Crate edifact_rs_derive 

Derive macros for EdifactSerialize and EdifactDeserialize.

Segment struct (single segment)

#[derive(EdifactSerialize, EdifactDeserialize)]
#[edifact(segment = "BGM")]
pub struct BgmSegment {
    #[edifact(element = 0)]
    pub doc_name_code: String,
    #[edifact(element = 1)]
    pub doc_id: String,
    #[edifact(element = 2)]
    pub msg_function: Option<String>,
}

Segment struct with qualifier

#[derive(EdifactSerialize, EdifactDeserialize)]
#[edifact(segment = "NAD", qualifier = "MS")]
pub struct NadMs {
    #[edifact(element = 1)]
    pub party_id: String,
}

Message struct (multiple segments)

#[derive(EdifactSerialize, EdifactDeserialize)]
pub struct OrdersMessage {
    pub bgm: BgmSegment,
    pub buyer: NadMs,
    #[edifact(group)]
    pub lines: Vec<LinSegment>,
}

#[edifact(group)] and Vec<T> fields

The #[edifact(group)] attribute marks a Vec<T> field as a contiguous group of repeated segments. Without the attribute, Vec<T> on a segment struct collects all matching segments from the window into the Vec.

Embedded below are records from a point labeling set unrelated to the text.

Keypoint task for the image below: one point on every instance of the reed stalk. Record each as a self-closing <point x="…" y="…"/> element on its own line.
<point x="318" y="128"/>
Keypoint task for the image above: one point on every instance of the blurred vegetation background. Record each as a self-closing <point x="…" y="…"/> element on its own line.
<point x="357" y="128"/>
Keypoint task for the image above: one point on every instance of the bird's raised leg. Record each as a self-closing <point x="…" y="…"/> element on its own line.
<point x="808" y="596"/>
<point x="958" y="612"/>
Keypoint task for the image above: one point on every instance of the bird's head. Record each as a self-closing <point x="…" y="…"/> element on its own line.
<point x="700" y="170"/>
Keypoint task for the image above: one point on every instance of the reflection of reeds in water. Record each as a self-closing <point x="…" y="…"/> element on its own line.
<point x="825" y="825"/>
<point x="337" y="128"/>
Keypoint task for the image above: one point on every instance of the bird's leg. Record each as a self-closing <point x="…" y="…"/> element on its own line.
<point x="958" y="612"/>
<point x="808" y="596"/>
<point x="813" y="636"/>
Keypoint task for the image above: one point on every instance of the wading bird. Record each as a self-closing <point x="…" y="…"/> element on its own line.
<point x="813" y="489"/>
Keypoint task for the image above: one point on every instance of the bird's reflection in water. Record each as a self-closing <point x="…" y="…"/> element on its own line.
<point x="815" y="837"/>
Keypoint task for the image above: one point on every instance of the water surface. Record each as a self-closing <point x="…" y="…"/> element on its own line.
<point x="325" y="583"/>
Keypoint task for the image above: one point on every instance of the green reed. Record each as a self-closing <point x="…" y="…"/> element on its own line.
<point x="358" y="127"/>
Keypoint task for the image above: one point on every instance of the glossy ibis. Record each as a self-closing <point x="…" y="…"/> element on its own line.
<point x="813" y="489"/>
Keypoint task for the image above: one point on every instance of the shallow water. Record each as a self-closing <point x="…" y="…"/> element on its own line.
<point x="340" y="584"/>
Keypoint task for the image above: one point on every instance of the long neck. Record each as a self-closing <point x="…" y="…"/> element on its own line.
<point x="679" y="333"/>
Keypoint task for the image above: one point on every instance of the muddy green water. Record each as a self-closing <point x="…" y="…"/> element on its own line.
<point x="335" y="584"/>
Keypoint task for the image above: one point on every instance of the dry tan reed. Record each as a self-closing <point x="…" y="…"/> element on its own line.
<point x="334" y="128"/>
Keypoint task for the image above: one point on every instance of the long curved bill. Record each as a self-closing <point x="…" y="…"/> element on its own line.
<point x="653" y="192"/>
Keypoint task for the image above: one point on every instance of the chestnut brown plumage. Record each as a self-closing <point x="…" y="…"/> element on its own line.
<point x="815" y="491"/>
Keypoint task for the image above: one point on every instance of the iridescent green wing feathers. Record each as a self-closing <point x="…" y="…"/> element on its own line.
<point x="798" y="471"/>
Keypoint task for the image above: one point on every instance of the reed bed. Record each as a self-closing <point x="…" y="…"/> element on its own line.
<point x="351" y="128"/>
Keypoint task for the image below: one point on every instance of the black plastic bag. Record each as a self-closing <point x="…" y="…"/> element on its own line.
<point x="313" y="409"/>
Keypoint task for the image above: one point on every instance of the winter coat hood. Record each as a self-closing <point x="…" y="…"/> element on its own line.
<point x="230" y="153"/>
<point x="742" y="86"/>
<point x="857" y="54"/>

Note: #[edifact(group)] is a documentation and diagnostic attribute only — the generated deserialization code for Vec<T> is identical whether the attribute is present or absent. Its value is in self-documenting intent and in enabling future compile-time group-boundary enforcement.

Non-String fields and Display / FromStr

Non-String field types (e.g. u32, bool, your own newtype) are serialized via Display and deserialized via FromStr. The derive macro does not add a compile-time bound; if the type does not implement both traits the generated code will fail to compile with a standard “trait not satisfied” error.

To avoid surprises, ensure any non-String field type implements both:

impl std::fmt::Display for MyCode { ... }
impl std::str::FromStr for MyCode { ... }

Derive Macros

EdifactDeserialize

Derive edifact_rs::EdifactDeserialize for segment or message structs.

EdifactSerialize

Derive edifact_rs::EdifactSerialize for segment or message structs.